If you can share some rules of thumb, I'd greatly appreciate that
Thank you

First, depending on your instance type, I would suggest changing the default memory allocation to explicitly set the memory set for the ES (java) process.

I don't know what times out and why, did you see any failures in elasticsearch logs? If you increase the time out value, does it work?

On Thursday, February 16, 2012 at 8:33 PM, Dragan wrote:

Hi,

I have the following setup:

Two ES nodes on ec2 (fedora) with 5 shards 1 replica each, default
elasticsearch.conf, a separate ec2 instance (ubuntu 10.10) that
indexes documents to ES via pyes 0.16

I'm indexing documents in batches of less than 5 thousand docs.

If each document is less than 2Kb, everything runs smoothly.
If I populate a string field that has a paragraph of text in it,
bringing the size of a doc to ~4Kb, the insertion process times out.
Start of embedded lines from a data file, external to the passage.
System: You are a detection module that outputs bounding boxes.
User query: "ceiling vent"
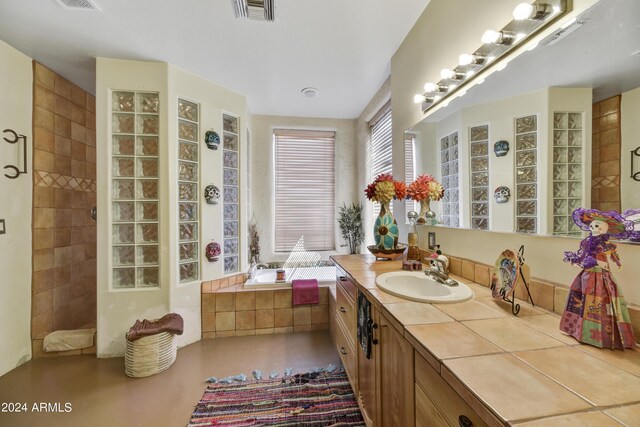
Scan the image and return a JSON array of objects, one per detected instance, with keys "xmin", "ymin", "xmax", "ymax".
[
  {"xmin": 234, "ymin": 0, "xmax": 275, "ymax": 21},
  {"xmin": 542, "ymin": 20, "xmax": 585, "ymax": 46},
  {"xmin": 56, "ymin": 0, "xmax": 100, "ymax": 11}
]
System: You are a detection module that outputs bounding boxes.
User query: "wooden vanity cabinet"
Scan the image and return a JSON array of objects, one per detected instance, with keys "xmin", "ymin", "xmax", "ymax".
[
  {"xmin": 376, "ymin": 314, "xmax": 415, "ymax": 427},
  {"xmin": 356, "ymin": 307, "xmax": 415, "ymax": 427},
  {"xmin": 415, "ymin": 351, "xmax": 487, "ymax": 427},
  {"xmin": 333, "ymin": 266, "xmax": 360, "ymax": 393}
]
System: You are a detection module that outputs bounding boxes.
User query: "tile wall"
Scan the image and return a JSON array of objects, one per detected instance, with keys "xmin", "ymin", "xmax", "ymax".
[
  {"xmin": 591, "ymin": 95, "xmax": 622, "ymax": 212},
  {"xmin": 202, "ymin": 274, "xmax": 330, "ymax": 339},
  {"xmin": 31, "ymin": 62, "xmax": 96, "ymax": 357}
]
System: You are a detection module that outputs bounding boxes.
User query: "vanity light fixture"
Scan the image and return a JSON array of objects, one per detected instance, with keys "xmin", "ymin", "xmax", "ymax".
[
  {"xmin": 424, "ymin": 82, "xmax": 447, "ymax": 93},
  {"xmin": 458, "ymin": 53, "xmax": 486, "ymax": 66},
  {"xmin": 440, "ymin": 68, "xmax": 467, "ymax": 80},
  {"xmin": 481, "ymin": 30, "xmax": 516, "ymax": 46},
  {"xmin": 413, "ymin": 0, "xmax": 572, "ymax": 114}
]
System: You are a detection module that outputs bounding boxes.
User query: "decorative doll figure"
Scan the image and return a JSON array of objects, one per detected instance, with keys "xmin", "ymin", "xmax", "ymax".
[{"xmin": 560, "ymin": 208, "xmax": 636, "ymax": 349}]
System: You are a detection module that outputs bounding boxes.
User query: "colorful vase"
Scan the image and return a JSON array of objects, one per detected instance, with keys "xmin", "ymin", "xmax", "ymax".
[{"xmin": 373, "ymin": 203, "xmax": 398, "ymax": 249}]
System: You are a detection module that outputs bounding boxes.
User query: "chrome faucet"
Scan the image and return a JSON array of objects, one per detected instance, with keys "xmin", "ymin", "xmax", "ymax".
[
  {"xmin": 247, "ymin": 262, "xmax": 269, "ymax": 279},
  {"xmin": 424, "ymin": 258, "xmax": 458, "ymax": 286}
]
The timeout I set in pyes when I create the connection object is 2
minutes, my input files are getting larger and I will need to be able
to push more data per document into ES. I'm wondering what is causing
the timeout and what I need to change in the config in order to push
into the ES reliably.

If you can share some rules of thumb, I'd greatly appreciate that
Thank you